2020年11月07日 13:47 by Takako-Oikawa

 千川通り、東京健生病院の向かいに、多世代の居場所「氷川下つゆくさ荘(千石3-3-7)」が誕生した。看板の骨組みがそのままだし、2階は「平和荘」というアパートだし、見るからに、古い。でも壁はきれいな水色、「つゆくさ色」。一帯は江戸時代、氷川(ひかわ)田んぼと言われる水田地帯だったという。ひかわした、つゆくさ色、平和荘、この3つから、「氷川下つゆくさ荘」と命名された。

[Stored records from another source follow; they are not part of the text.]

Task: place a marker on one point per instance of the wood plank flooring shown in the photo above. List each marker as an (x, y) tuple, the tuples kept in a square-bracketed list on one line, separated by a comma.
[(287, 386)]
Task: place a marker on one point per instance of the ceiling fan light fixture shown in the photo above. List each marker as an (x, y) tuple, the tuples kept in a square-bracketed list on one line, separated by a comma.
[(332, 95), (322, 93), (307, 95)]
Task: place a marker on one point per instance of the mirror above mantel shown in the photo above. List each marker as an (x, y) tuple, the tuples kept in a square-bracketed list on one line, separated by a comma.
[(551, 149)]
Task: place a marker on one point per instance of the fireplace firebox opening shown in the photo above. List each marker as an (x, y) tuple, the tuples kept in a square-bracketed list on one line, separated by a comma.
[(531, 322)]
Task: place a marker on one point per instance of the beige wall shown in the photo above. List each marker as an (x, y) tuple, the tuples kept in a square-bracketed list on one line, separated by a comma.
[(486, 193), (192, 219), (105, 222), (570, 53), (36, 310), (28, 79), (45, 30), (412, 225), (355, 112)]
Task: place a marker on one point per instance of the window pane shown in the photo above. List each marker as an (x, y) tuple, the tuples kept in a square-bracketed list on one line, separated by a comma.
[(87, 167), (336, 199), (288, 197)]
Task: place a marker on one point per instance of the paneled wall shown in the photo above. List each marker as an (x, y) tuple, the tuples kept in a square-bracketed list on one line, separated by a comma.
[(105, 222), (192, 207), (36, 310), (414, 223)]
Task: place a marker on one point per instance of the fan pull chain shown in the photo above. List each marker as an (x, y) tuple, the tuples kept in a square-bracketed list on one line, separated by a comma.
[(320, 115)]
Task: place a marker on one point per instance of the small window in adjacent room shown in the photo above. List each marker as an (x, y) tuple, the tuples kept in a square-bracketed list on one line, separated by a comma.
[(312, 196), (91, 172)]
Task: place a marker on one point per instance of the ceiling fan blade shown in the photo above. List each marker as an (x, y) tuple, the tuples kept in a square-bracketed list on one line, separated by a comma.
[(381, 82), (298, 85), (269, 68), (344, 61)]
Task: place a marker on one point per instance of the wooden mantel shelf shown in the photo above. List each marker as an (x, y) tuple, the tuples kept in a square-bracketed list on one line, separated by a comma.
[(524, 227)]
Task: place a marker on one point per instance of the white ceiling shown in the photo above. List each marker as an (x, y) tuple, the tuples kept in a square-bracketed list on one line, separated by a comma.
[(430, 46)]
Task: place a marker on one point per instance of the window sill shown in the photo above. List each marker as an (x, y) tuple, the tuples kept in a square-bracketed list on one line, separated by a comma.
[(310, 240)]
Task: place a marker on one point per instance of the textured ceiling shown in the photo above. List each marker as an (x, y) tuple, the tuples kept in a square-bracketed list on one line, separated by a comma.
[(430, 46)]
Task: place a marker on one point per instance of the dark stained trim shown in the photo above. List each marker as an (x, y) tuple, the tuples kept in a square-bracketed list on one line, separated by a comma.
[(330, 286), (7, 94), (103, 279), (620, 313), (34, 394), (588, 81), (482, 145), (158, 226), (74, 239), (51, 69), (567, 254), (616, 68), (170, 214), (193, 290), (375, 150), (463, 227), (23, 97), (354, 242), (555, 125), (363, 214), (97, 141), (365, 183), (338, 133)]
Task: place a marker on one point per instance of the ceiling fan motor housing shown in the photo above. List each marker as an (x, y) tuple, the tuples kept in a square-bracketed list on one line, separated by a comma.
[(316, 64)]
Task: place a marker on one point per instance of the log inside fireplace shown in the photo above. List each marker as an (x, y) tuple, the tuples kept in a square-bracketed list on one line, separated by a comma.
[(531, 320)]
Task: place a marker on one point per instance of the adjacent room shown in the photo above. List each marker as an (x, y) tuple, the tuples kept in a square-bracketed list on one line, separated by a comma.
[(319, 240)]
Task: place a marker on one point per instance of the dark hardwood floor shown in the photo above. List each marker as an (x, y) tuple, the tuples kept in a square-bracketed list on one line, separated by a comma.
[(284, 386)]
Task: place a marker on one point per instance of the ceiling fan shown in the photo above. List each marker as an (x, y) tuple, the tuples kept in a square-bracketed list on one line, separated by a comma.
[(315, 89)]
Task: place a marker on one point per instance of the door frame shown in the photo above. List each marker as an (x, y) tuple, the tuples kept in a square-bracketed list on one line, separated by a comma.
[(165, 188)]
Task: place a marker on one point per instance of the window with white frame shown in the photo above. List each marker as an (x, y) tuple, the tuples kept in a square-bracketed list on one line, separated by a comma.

 1階にはもともと、東京健生病院を運営する東京保健生活協同組合の事務所と、介護用品店があった。2018年3月に介護用品店が閉店することになり、東京保健生協が、地域の居場所として活用できないか、と考えたことが始まりだ。町会や地域団体、行政を交えて準備会を開き、地域課題や、どんな場所にしたいかのワークショップを開催。町会や東京保健生協、文京区社会福祉協議会などで実行委員会を結成し、検討を始めた。

 ネックだったのは、建物の耐震性が予想外に低かったこと。いろんな人が出入りする居場所にするには、大規模な改修が必要なことが判明した。同年7月、地元の製薬会社に相談したところ、出資してもらえることになった。建物オーナーや店子である東京保健生協も資金提供し、補助金も活用することで、改修のめどがたち、2019年12月に着工。コロナ禍で滞った面もあったが、最低限の整備を終え、活用を始めたところだ。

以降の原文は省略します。